An ENTITLE public event in Istanbul presented what is perhaps the most ambitious essay collection to date on political ecology*.
The new Routledge Handbook of Political Ecology (HoPE), edited by Tom Perreault, Gavin Bridge and James McCarthy, has just been published. During a Summer School which took place at Boğaziçi University Istanbul last 15-20 June, the ENTITLE Network organised a public launch of the Handbook in an event on New trends and trajectories in Political Ecology.
HoPE was introduced by one of its editors, Gavin Bridge, who explained how he was convinced to take part in the editorial team thanks to the ambitiousness and originality of the project—despite initial scepticism regarding the need for ‘yet another political ecology handbook’. His introductory talk was also an opportunity for reflecting on political ecology as a field of inquiry in the present conjuncture.
For Bridge, “HoPE understands and approaches political ecology as a field that combines academic inquiry and political practice”, paying attention to “the knowledge claims and practical strategies advanced by people, many of whom are poor, subjected to the rationalities of resource management, environmental projects or climate change to which they do not consent.”
Political ecology is understood as an epistemological project challenging comfortable and simplistic ‘truths’ about relations between society and environment. As the editors state in the Handbook’s concluding chapter, it is a “theoretical and political lens through which to understand, challenge and structure further inquiry into nature-society relations in the contemporary world” (p. 621).
The field of political ecology has grown and diversified over time. Today, for Bridge, “it is a capacious intellectual framework—a riotously diverse field in which the meaning of political ecology has expanded rapidly.” Its geographical and institutional development has, however, been uneven. “Political Ecology has become institutionalised in North America in a way that it has not in Europe. There are growing international links and cross-fertilisation—of which, for instance, the ENTITLE project is part—alongside the emergence of distinctive regional traditions of political ecology”.
HoPE includes perspectives from outside the Anglo-American tradition of political ecology, such as a chapter by Denis Gautier and Christian Kull on ‘French research traditions on peasant agricultural systems’ (chapter 5) and one by Mexican scholar Enrique Leff on viewing political ecology ‘from the South’ (chapter 4).
The Handbook makes no claims to be comprehensive or definitive. Its chapters are focused assessments of strands and conversations within the field, organised around analytical concepts, bodies of theory and problems of political practice. “The (increasing) diversity of political ecology raises a question about where its coherence lies. Our answer is that political ecology is not defined by a research topic or a particular scalar focus, but by a set of commitments.”

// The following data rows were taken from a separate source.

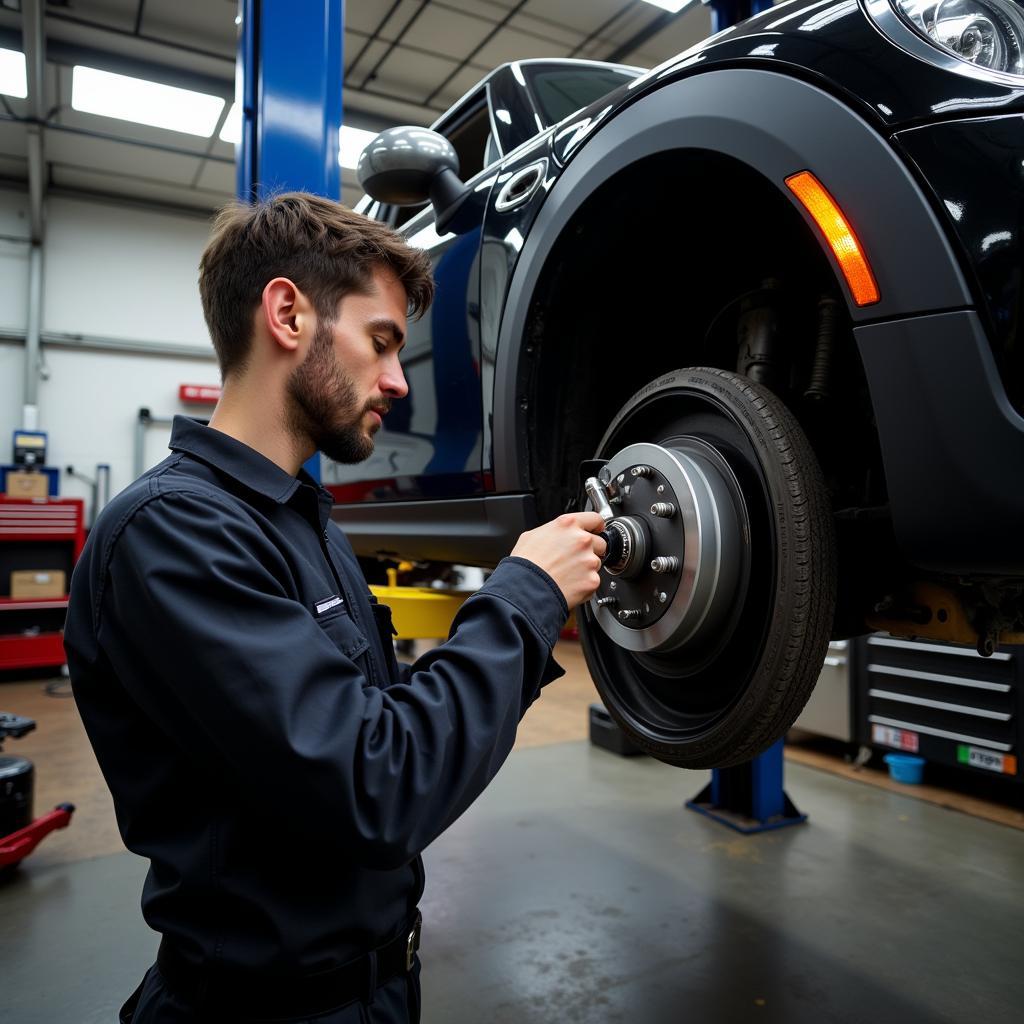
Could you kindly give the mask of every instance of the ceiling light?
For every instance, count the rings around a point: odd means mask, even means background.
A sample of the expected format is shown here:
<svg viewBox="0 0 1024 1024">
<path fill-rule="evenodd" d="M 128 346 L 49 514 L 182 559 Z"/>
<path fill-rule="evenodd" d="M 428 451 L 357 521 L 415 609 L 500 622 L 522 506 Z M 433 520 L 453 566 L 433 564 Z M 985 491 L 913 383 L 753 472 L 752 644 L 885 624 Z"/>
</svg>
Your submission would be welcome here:
<svg viewBox="0 0 1024 1024">
<path fill-rule="evenodd" d="M 19 50 L 0 50 L 0 94 L 20 100 L 28 96 L 25 54 Z"/>
<path fill-rule="evenodd" d="M 79 65 L 71 81 L 71 106 L 86 114 L 134 121 L 208 139 L 217 127 L 224 100 L 191 89 Z"/>
<path fill-rule="evenodd" d="M 684 7 L 693 3 L 693 0 L 647 0 L 647 3 L 660 7 L 669 14 L 678 14 Z"/>
<path fill-rule="evenodd" d="M 343 124 L 338 135 L 338 163 L 342 167 L 354 170 L 359 163 L 360 153 L 373 141 L 376 134 L 364 128 L 350 128 Z"/>
<path fill-rule="evenodd" d="M 230 142 L 233 146 L 242 141 L 242 108 L 237 103 L 231 104 L 228 116 L 224 118 L 220 137 L 221 141 Z"/>
</svg>

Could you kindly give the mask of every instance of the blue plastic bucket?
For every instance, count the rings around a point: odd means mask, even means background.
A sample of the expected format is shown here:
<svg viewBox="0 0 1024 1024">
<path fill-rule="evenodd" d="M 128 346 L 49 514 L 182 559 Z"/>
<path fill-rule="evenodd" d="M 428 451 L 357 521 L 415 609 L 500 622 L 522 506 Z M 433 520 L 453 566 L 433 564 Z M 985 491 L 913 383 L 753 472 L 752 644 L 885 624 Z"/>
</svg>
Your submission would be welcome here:
<svg viewBox="0 0 1024 1024">
<path fill-rule="evenodd" d="M 883 758 L 889 766 L 889 778 L 894 782 L 905 782 L 916 786 L 924 774 L 924 758 L 913 754 L 886 754 Z"/>
</svg>

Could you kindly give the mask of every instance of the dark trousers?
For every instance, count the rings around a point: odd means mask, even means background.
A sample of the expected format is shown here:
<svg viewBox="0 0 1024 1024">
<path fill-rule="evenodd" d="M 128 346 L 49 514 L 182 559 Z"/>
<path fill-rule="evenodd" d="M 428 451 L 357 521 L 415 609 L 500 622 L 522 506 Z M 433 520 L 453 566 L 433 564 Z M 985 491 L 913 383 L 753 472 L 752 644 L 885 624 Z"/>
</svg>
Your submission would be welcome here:
<svg viewBox="0 0 1024 1024">
<path fill-rule="evenodd" d="M 258 1024 L 419 1024 L 420 962 L 403 977 L 381 985 L 369 1003 L 355 1002 L 329 1010 L 316 1017 L 267 1017 Z M 213 1024 L 202 1011 L 180 999 L 168 987 L 154 964 L 142 984 L 121 1007 L 121 1024 Z M 220 1014 L 216 1024 L 257 1024 L 256 1018 L 225 1020 Z"/>
</svg>

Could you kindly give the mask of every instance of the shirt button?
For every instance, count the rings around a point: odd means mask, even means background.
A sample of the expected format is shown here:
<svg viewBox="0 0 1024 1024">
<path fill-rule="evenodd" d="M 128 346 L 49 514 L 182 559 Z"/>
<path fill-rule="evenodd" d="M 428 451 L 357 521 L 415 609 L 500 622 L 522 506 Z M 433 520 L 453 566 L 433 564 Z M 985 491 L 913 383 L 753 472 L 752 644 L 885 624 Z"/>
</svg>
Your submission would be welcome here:
<svg viewBox="0 0 1024 1024">
<path fill-rule="evenodd" d="M 327 540 L 327 531 L 324 530 L 324 540 Z"/>
</svg>

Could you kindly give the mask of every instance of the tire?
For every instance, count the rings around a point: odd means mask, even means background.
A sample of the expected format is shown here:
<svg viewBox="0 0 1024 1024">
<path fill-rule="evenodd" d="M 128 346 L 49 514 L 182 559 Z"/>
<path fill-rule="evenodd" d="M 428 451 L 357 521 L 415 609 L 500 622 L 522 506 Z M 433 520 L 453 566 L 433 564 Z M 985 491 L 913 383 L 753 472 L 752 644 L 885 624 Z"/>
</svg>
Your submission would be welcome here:
<svg viewBox="0 0 1024 1024">
<path fill-rule="evenodd" d="M 828 493 L 789 410 L 734 373 L 682 369 L 648 384 L 615 416 L 596 458 L 612 466 L 628 446 L 652 443 L 700 454 L 727 482 L 718 493 L 727 491 L 721 523 L 733 538 L 733 575 L 713 577 L 718 611 L 668 650 L 628 649 L 612 612 L 602 619 L 588 602 L 577 614 L 584 655 L 609 713 L 641 749 L 685 768 L 740 764 L 785 734 L 821 670 L 836 594 Z"/>
</svg>

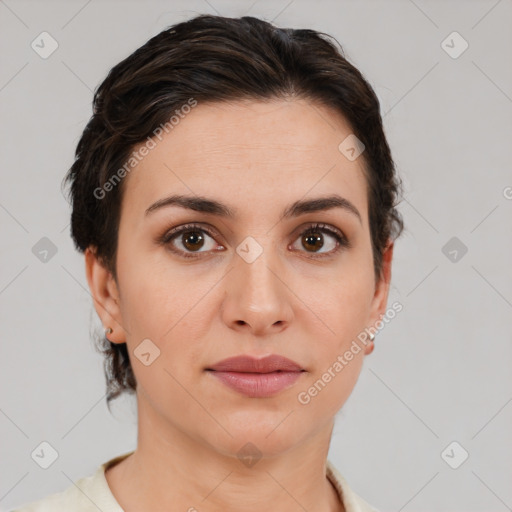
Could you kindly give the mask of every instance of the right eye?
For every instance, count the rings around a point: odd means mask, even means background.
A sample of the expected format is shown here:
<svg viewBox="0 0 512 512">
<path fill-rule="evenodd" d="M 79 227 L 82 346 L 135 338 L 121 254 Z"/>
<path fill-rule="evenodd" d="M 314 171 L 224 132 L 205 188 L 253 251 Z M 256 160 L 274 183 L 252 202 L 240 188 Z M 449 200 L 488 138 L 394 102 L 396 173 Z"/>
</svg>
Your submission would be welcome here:
<svg viewBox="0 0 512 512">
<path fill-rule="evenodd" d="M 197 224 L 186 224 L 165 233 L 161 238 L 161 242 L 169 246 L 172 252 L 184 258 L 197 258 L 199 256 L 195 253 L 201 254 L 212 250 L 219 250 L 215 249 L 215 243 L 212 244 L 211 242 L 208 248 L 208 238 L 213 241 L 213 234 L 210 230 Z M 207 249 L 201 251 L 200 249 L 203 249 L 205 245 Z"/>
</svg>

As the Handbook’s introductory essay explains, these are: a) a theoretical commitment to social theory and post-positivist approaches, in which knowledge about nature is inseparable from social relations of power; b) a methodological commitment to in-depth qualitative research and direct observation (although often in collaboration with/with contributions from quantitative approaches); and c) a normative-political commitment to justice and structural political change; that is, not just to explain, but to construct an alternative understanding with an orientation towards justice.
Paul Robbins captures this well in his discussion of political ecology as ‘a trickster science’ (chapter 6), “[whose] chief characteristic in this regard is its simultaneous ability to advance rigorous empirical assessment of socio-environmental conditions and change, freely adopting the methods and conceptual apparatus of related research traditions, while constantly critiquing and undermining the projects of these other fields (p. 89).”

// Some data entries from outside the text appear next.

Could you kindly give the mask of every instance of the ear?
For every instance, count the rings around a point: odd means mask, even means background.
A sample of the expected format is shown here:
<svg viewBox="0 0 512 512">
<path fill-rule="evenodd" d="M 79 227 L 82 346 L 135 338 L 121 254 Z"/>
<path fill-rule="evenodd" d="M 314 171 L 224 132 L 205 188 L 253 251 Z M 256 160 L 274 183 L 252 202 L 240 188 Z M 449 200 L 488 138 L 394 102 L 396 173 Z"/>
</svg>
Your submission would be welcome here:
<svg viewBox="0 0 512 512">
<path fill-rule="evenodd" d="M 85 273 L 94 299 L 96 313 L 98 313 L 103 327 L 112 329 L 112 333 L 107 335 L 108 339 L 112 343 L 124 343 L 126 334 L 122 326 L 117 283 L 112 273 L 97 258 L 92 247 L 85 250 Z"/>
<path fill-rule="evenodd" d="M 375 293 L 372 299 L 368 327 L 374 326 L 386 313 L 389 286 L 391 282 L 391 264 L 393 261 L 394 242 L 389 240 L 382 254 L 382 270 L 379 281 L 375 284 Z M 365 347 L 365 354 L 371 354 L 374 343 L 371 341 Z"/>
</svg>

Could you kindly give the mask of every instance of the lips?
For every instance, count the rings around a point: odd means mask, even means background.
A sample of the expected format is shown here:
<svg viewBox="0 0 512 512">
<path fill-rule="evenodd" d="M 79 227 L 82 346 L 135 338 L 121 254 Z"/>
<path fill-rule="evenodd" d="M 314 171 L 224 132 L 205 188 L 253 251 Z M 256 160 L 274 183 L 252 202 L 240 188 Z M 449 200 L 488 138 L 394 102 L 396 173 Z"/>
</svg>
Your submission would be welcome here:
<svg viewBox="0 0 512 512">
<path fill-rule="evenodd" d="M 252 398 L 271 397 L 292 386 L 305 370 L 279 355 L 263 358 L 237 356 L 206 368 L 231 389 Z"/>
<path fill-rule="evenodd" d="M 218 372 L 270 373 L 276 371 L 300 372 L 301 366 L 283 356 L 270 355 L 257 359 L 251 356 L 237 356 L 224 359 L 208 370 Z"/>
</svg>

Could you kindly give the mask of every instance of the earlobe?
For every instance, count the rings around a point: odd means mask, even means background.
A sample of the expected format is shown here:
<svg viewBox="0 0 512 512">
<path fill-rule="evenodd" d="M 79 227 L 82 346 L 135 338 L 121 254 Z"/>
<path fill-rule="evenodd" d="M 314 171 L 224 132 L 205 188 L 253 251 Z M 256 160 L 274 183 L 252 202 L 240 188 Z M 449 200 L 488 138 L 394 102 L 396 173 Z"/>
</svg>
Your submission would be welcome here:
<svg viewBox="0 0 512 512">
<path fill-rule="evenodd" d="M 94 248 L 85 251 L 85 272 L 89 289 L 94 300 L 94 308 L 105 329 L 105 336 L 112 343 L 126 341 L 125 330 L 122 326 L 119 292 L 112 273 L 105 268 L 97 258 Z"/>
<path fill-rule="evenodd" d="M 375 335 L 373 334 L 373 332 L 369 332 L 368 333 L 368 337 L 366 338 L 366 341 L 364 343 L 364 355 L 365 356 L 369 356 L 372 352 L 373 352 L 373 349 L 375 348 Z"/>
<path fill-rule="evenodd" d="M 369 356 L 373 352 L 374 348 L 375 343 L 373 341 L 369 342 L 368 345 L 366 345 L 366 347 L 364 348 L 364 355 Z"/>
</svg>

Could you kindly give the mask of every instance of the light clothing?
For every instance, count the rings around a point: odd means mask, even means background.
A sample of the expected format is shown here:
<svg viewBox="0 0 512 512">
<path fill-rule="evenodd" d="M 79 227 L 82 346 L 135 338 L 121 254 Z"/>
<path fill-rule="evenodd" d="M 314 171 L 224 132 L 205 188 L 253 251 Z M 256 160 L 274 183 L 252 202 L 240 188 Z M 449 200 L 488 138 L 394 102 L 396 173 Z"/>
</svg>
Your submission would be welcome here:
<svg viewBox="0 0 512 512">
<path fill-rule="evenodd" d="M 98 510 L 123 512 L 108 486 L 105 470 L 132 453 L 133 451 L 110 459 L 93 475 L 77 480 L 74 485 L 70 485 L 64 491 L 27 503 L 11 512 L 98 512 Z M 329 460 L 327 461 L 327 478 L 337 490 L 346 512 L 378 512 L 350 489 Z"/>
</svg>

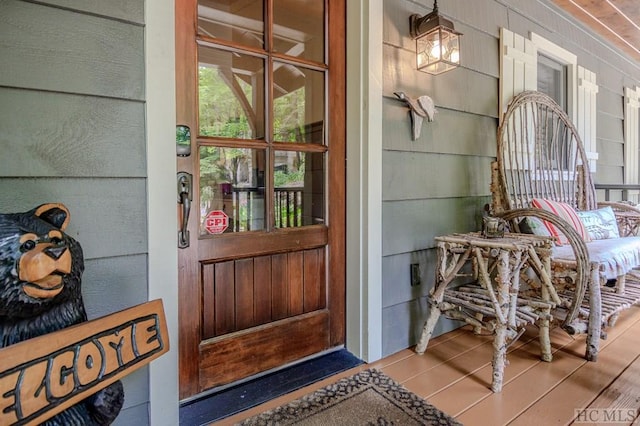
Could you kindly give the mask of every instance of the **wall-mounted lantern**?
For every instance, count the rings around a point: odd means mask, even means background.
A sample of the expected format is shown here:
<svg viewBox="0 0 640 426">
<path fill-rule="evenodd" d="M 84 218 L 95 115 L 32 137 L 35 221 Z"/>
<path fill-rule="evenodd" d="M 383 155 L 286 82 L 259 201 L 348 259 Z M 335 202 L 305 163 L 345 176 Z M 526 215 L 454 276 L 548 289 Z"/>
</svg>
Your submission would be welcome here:
<svg viewBox="0 0 640 426">
<path fill-rule="evenodd" d="M 453 22 L 438 14 L 438 0 L 433 2 L 433 12 L 420 17 L 409 17 L 411 37 L 416 41 L 418 70 L 440 74 L 460 65 L 460 36 Z"/>
</svg>

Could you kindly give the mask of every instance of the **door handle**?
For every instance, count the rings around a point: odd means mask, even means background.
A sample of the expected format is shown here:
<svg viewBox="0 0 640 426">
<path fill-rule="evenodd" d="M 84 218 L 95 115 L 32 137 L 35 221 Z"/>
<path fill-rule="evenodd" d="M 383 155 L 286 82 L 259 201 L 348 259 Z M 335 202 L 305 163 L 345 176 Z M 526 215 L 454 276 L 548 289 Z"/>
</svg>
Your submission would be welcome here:
<svg viewBox="0 0 640 426">
<path fill-rule="evenodd" d="M 178 172 L 178 204 L 182 205 L 182 218 L 178 231 L 178 248 L 189 247 L 189 213 L 193 199 L 193 176 L 187 172 Z"/>
</svg>

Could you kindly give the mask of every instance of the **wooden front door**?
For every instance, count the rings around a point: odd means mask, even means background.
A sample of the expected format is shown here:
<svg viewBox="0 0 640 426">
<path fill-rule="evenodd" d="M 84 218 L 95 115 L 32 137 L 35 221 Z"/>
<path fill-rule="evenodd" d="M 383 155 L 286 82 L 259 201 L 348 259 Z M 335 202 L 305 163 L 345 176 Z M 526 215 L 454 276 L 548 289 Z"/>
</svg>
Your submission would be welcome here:
<svg viewBox="0 0 640 426">
<path fill-rule="evenodd" d="M 344 344 L 344 52 L 344 0 L 176 1 L 181 399 Z"/>
</svg>

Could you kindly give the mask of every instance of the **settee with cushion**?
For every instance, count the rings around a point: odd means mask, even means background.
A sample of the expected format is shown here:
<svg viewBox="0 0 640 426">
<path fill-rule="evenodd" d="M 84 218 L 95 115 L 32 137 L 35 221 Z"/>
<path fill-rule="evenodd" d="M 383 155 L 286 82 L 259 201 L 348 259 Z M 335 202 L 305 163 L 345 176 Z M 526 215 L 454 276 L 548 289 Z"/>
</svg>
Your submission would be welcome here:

And further, as political ecology is diverse, it raises questions about political ecology’s relations with other fields. HoPE’s editors—Bridge recounts—“make the point that political ecology has no monopoly on socio-natural relations: rather it is one patch in a broad field occupied by other social science disciplines, such as environmental anthropology, environmental sociology, ecological economics, environmental economics and sustainability science”.
HoPE is an impressively broad collection—650 pages, comprising 48 chapters by 55 authors. It is structured in four parts (see the table of contents). The largest (part IV)—on ‘Core questions in political ecology—is organised around five fundamental questions: environmental knowledge; environmental change; environmental governance; environmental identities; and environmental politics.
The event continued with a presentation by Stefania Barca, author (with Gavin Bridge) of a chapter on ‘Industrialization and environmental change’ (chapter 28); and with a talk by Erik Swyngedouw, author of the last chapter (47) on ‘Urbanization and environmental futures’. These presentations, and the debate that followed, gave the audience a taste of what is perhaps the most ambitious essay collection to date on political ecology.
*Many thanks to Gavin Bridge for help in the preparation of this post.